Neste caso, depois de trancar a porta da sua casa com uma chave, somente a outra chave pode destranca-la. E mais, nem mesmo a chave que trancou poderá destranca-la.

Ok, mas onde que a InfraEstrutura entra nisso? Uma vez que um par de chaves assimétricos são gerados no sistema, o usuário irá manter uma dessas duas chaves muito seguras e preferencialmente escondidas de modo que só eles terão acesso a estas chaves.

Em termos práticos, se alguém quiser ter acesso a um servidor, simplesmente poderá optar por criptografar uma chave pública já que de antemão se sabe que o destinatário é o único que pode decifra-la. O mesmo ocorre com a chave privada para acesso a um servidor por exemplo.

Só que aí existe um problema: E se o usuário do outro lado não for necessariamente a pessoa a quem a chave privada ou pública se destina? Por exemplo, uma chave compartilhada? É preciso ter uma maneira de verificar isso.

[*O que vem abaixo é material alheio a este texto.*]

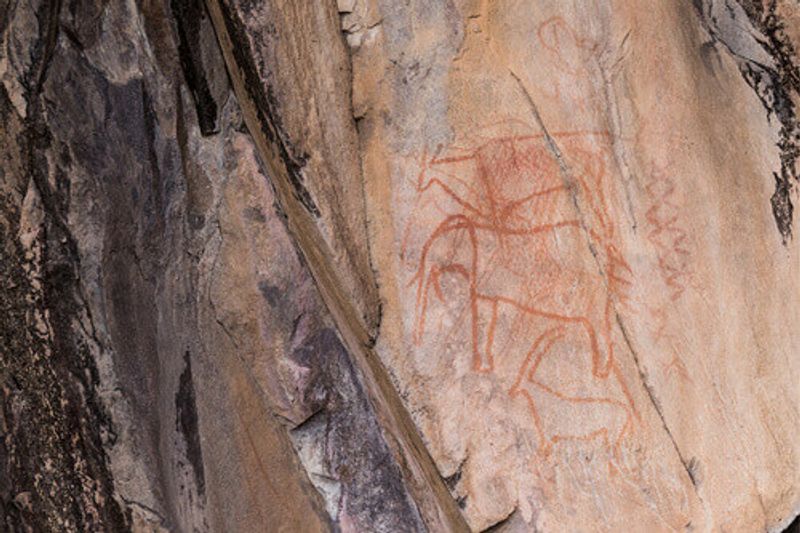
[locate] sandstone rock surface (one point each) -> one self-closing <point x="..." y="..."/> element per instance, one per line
<point x="399" y="266"/>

A solução é simplória e extremamente importante. Se chama confiança. Há muitas maneiras de estabelecer confiança, tanto para receber a chave pública, quanto privada. Obviamente, isso não é conveniente para a economia global, por isso é necessário buscar outros mecanismos.

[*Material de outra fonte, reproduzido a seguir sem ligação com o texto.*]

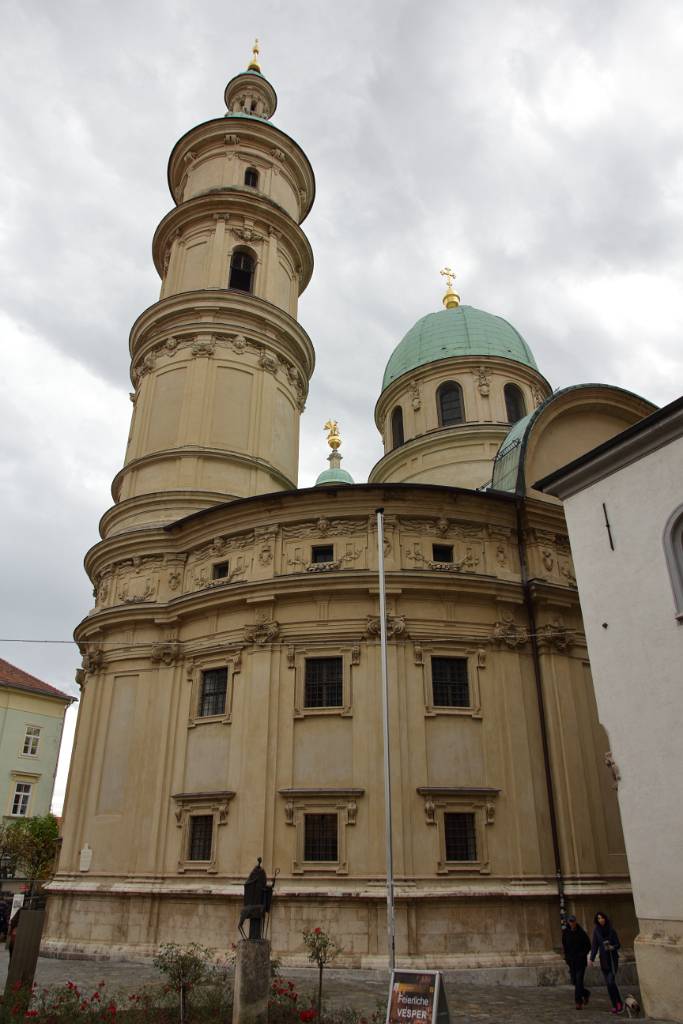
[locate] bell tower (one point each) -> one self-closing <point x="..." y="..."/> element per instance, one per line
<point x="219" y="365"/>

Digamos que o usuário deseje executar um servidor do Governo Federal. É compreendido que este servidor contém dados que não podem ser acessados por qualquer um. Sendo assim, cabe a nós administradores definir o uso do protocolo HTTPS, isto é, um (HTTP seguro).

Basicamente precisamos gerar uma chave pública, e uma chave privada (que neste caso nós chamamos um certificado). A maneira mais comum de fazer isso, é entrando em contato com uma autoridade de certificação e comprar uma assinatura.

A autoridade de certificação irá fazer o trabalho duro de verificar a identidade do usuário e, em seguida, assinar o seu certificado de servidor com a chave privada da AC, proporcionando assim a confiança por meio de um terceiro.

Quando um site tem um cadeado verde ao lado do protocolo HTTPS na sua barra de URL, significa que suas comunicações são criptografadas.

Uma das principais desvantagens para a compra de uma assinatura CA, é que não costuma ser barato. A solução para esta questão de preço tem sido, tradicionalmente, a criação de um certificado auto-assinado.

Ou seja, ao invés de ter o seu certificado assinado por uma autoridade de certificadora, podemos também utilizar os certificados de chave pública para adicionar uma assinatura de chave privada.

O problema com esta abordagem é que os navegadores da Web e outros clientes que verificam a segurança da conexão não será capaz de verificar se o servidor é quem ele diz que é. Na maioria dos casos, o usuário será apresentado com uma página de aviso informando que o site não é seguro (o que na maioria das vezes causa um impacto negativo ao usuário desinformado ou desavisado).

Sendo assim, fica o alerta:

Nunca use um certificado auto-assinado para um site em produção.

Voltando a questão da confiança sobre chaves públicas e privadas em ambiente corporativo para acesso à servidores, é necessário estar atento a alguns questões. São elas:

  • Precisamos ter a criptografia para proteger os dados de olhos curiosos.
  • Nossos clientes precisam ser capazes de confiar que eles estão falando com o sistema de confiável no outro extremo da conversa.

Conseguir um certificado assinado por uma CA bem conhecida pode ser bastante caro para um projeto pequeno, mas nós não queremos colocar máquinas dos desenvolvedores em risco.

Portanto, há duas melhores maneiras de lidar com isso. Uma é ter uma autoridade de certificação para toda a organização. Esta chave deve ser gerida pela equipe de T.I. Esta abordagem é poderosa, mas também pode ser difícil de configurar (especialmente em empresas que não contém nada na nuvem).

Então, vamos olhar para uma outra solução que está mais perto de uma abordagem de chaves auto-assinadas que seria basicamente lidar com uma chave site-specific, isto é, uma assinatura de chave com uma autoridade certificadora para uso apenas para desenvolvimento e testes. Em seguida, você poderá fornecer a chave pública desta autoridade de certificação para quem deseja ter acesso ao serviço e que poderá adicionar este CA ao seu destino de confiança.

De todo modo, a recomendação segue igualmente para ambientes em produção:

Não use esta configuração para um sistema em produção.